WEST LAFAYETTE, Ind. — The sands on Mars may actually be greener than scientists have thought. Brand new observations from the Mars rover Perseverance have found that the “Red Planet” is also home to the same kinds of rocks that turn beaches on Earth a dark shade of green!
For as long as humans have been staring up into space at Mars, the fourth planet in our solar system, its color has never been in question — it’s a big red rock in space. Now that Perseverance has landed in the Jezero Crater, however, scientists are uncovering new layers to Mars’ geological history.
Researchers from Purdue’s College of Science say they expected to find sedimentary rocks in the crater, washed in by rivers and accumulated on the ancient lake bottom. What the probe actually found was volcanic rock, composed of large grains of olivine. This muddier and less-gemlike version of peridot tints many of Hawaii’s beaches dark green.
Planetary scientist Roger Wiens led the design and construction of Perseverance’s SuperCam, which analyzes rock samples and determines their origin. Study co-author Briony Horgan helped to select Jezero Crater as the rover’s landing site.
“We started to realize that these layered igneous rocks we were seeing look different from the igneous rocks we have these days on Earth,” Wiens says in a university release. “They’re very like igneous rocks on Earth early in its existence.”
Mars may have looked like Earth billions of years ago
The rocks and lava the rover discovered are roughly four billion years-old. Similar rocks on Earth are incredibly weathered and beaten due to our planet’s active tectonic plates and billions of years of exposure to wind and water. On Mars, however, the rocks are in mint condition, making them much easier to examine.
Study authors say understanding the evolution and history of the rocks on Mars may reveal new insights into the planet’s ancient history. It may uncover whether the “Red Planet” once supported life like Earth and if the planet’s surface was similar to ours billions of years ago.
“One of the reasons we don’t have a great understanding of where and when life first evolved on Earth is because those rocks are mostly gone, so it’s really hard to reconstruct what ancient environments on Earth were like,” Horgan says. “The rocks Perseverance is roving over in Jezero have more or less just been sitting at the surface for billions of years, waiting for us to come look at them. That’s one of the reasons that Mars is an important laboratory for understanding the early solar system.”
Scientists believe they can use the history of Mars to reconstruct what Earth looked like at the same time in history, when life was just beginning to emerge. Those findings may ultimately help astronomers identify other planets and moons in the galaxy where extraterrestrial life exists.
Could there still be life on Mars?
One of the reasons scientists chose Jezero Crater is to search for signs of life on Mars. Discovering the potential for livable environments in a place as uninhabitable as the lava flows of Jezero Crater is raising the hope that scientists will find organic life in the fourth planet’s sedimentary rocks.

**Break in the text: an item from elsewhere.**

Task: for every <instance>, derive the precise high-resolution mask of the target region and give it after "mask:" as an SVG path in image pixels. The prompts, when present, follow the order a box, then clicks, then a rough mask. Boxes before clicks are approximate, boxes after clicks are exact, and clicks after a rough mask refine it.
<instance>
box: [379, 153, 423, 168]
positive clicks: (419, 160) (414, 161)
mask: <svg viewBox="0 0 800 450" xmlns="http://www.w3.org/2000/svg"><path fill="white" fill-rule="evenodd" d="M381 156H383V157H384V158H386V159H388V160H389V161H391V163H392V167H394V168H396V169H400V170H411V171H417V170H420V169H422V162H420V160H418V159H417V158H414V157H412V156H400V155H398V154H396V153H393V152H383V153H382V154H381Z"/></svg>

“We’re excited to see even better results about organics and ancient habitable environments,” Horgan says. “I think it’s really setting the stage that Mars is this watery, habitable place, and all the samples we’re getting back are going to help us understand the history of ancient microbial life on Mars.”
“From orbit, we looked at these rocks and said, ‘Oh, they have beautiful layers!’ So we thought they were sedimentary rocks,” Horgan concludes. “And it wasn’t until we were very close up and looked at them, at the millimeter scale, that we understood that these are not sedimentary rocks. They’re actually ancient lava. It was a huge moment when we figured that out on the ground, and it really illustrated why we need this kind of exploration. The tools we have on the rover are vital because it was impossible to understand the origin of these rocks until we got up close and used all our amazing microscopic instruments to look at them.”
The findings are published in the journals Science and Science Advances.